'dikkat et özüne'

yasemin nur

Bir aydan fazla bir süredir evimde değil kızlarımın babasının Emirgandaki evinde yaşıyorum. Birbirini tetikleyen farklı nedenlerle böylesi daha sağlıklı diyerek hep beraber yaşıyoruz.
Buraya geldiğimden itibaren mutfakta bir masaya yavaş yavaş yerleştim.
Sizlere ekte bu masada yaptıklarımın bazılarının fotoğraflarını iletiyorum.
İlk imajda çiçeklerle onlara bakarak bir yazı yazmaya çalıştım.
Bizim Maya ablamız telefonda yakınları ile konuşurken “dikkat et özüne” diyor. Ben bu cümleyi çok sevdim. Karşımda duran ve ara ara çizdiğim saksıdaki erengüllerin açılmamış goncalarından ve dalların yapraklarından yazıyı yazmayı denedim.
Okunmuyor ama ilk harften sonuna doğru çizerek gelirken başka türlü bir okunurluluğu oldu benim için
Ardından gelen imajlarda yine yazı ile daha başka bir çizim süreci oldu. Arkadaşlarımla konuşurken kağıt üzerine aldığım notları masada otururken karşımda görünen çam ağacının dalları ile birleştirdim. Yazıları kelimeleri baktığım ağaçla şekillendirdim.
Belirgin kalan ya da benim okuyabildiğim bir kelime var “kayıtsız”
Çiçekten dikkat et özüne yazısını daha sonra kabarttım. -ucu top metal bir aletim var tersten çizgilerin içini bu aletler ovunca iç şekilleri kabarıyor-Sonraki üç fotoğrafta aynı satırın kabarttığım halini çekmeye çalıştım.
Yaptığını yazmak ne kadar zor. Yazdıkça ‘satırı kabartmak’ gibi cümlelerde takılı kalıyorum.
Buraya gelirken yanıma aydınger defterini ve yıllar önce aldığım altın ve sedef tonlarındaki pırıltılı suluboyalarımı getirdim. Yıllardır sadece onlara bakmak beni mutlu ediyordu.Burada kullanmaya başladım. Gündüz ışığında bu suluboyalarla ne çizdiğiniz görülmüyor gece mutfak masasının üstündeki ışığı açınca ortaya pırıtılı bir şekilde çıkıyor. Çizdiğimi görmeden, hissederek ve elimin nereye en son fırça sürdüğünü hatırlayarak yapmak çok sürprizli geldi -bugünlerin bilinmezliğine de uygun. Yine ekte göreceğiz altın tonlarında erengül çizimini de böyle yaptım.
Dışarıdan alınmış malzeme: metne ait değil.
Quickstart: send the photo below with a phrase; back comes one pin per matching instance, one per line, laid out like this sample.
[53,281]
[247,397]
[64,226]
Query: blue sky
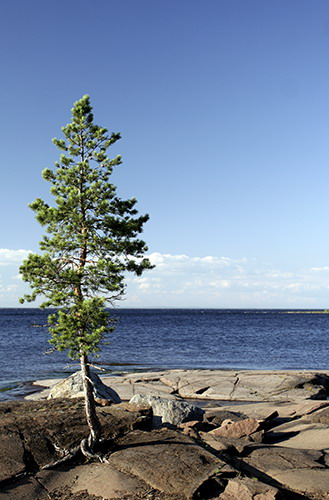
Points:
[223,107]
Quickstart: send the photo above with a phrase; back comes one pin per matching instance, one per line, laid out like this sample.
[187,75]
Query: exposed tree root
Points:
[83,449]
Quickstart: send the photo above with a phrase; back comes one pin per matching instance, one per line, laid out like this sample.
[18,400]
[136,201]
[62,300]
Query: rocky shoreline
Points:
[260,435]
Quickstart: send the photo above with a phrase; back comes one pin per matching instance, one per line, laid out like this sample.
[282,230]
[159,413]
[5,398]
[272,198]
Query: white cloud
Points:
[200,281]
[212,281]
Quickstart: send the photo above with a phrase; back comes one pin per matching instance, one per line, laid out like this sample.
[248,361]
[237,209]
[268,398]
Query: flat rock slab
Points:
[100,480]
[31,433]
[301,435]
[166,460]
[227,385]
[249,489]
[299,470]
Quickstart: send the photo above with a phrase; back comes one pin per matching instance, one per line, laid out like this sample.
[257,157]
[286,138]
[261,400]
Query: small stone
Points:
[238,429]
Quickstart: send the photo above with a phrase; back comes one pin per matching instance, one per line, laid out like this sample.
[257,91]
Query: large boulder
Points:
[167,411]
[72,387]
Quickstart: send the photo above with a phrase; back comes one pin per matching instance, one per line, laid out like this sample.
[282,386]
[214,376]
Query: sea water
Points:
[169,338]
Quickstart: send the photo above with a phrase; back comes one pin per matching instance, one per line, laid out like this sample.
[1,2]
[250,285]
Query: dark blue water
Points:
[170,338]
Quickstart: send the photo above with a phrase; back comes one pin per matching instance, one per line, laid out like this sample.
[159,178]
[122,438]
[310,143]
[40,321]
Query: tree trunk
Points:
[90,407]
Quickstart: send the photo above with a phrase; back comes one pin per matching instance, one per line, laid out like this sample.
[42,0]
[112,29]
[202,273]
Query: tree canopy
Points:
[91,241]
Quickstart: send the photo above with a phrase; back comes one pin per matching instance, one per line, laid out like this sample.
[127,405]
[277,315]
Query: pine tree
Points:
[91,241]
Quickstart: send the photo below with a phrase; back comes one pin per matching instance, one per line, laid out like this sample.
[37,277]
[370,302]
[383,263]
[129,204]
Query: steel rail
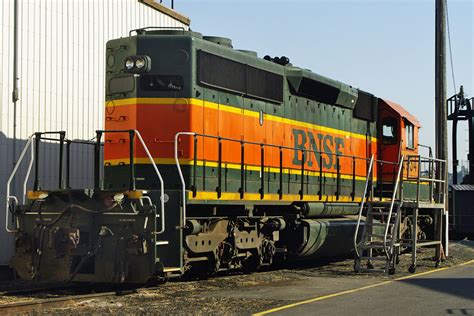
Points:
[43,304]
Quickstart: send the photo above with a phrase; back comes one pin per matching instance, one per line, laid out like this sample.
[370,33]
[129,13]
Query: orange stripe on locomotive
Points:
[159,120]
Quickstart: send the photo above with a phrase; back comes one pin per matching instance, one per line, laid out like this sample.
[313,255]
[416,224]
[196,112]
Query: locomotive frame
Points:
[215,160]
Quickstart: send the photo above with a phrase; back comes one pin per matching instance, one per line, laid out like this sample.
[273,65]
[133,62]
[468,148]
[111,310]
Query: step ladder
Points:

Kızlarımın resimlerinden artan bir kağıda çiziyorum. Bu kağıt masada yaptıklarımın küçük küçük izini bırakıyorum.
Kaynattığım çiçekler-bitkilerin suyundan elde ettiğim renkte rengini alan bir kağıdıda üstünde kuruturken orada bir ucundan yapışık olarak kaldı. Orada kalmak istedi herhalde.
Sizlere bu masadan bu süreçten seçtiklerimi iletmek, paylaşmak istedim.
Düşüncelerinizi hislerinizi çok merak ediyorum ve heyecanla bekliyorum.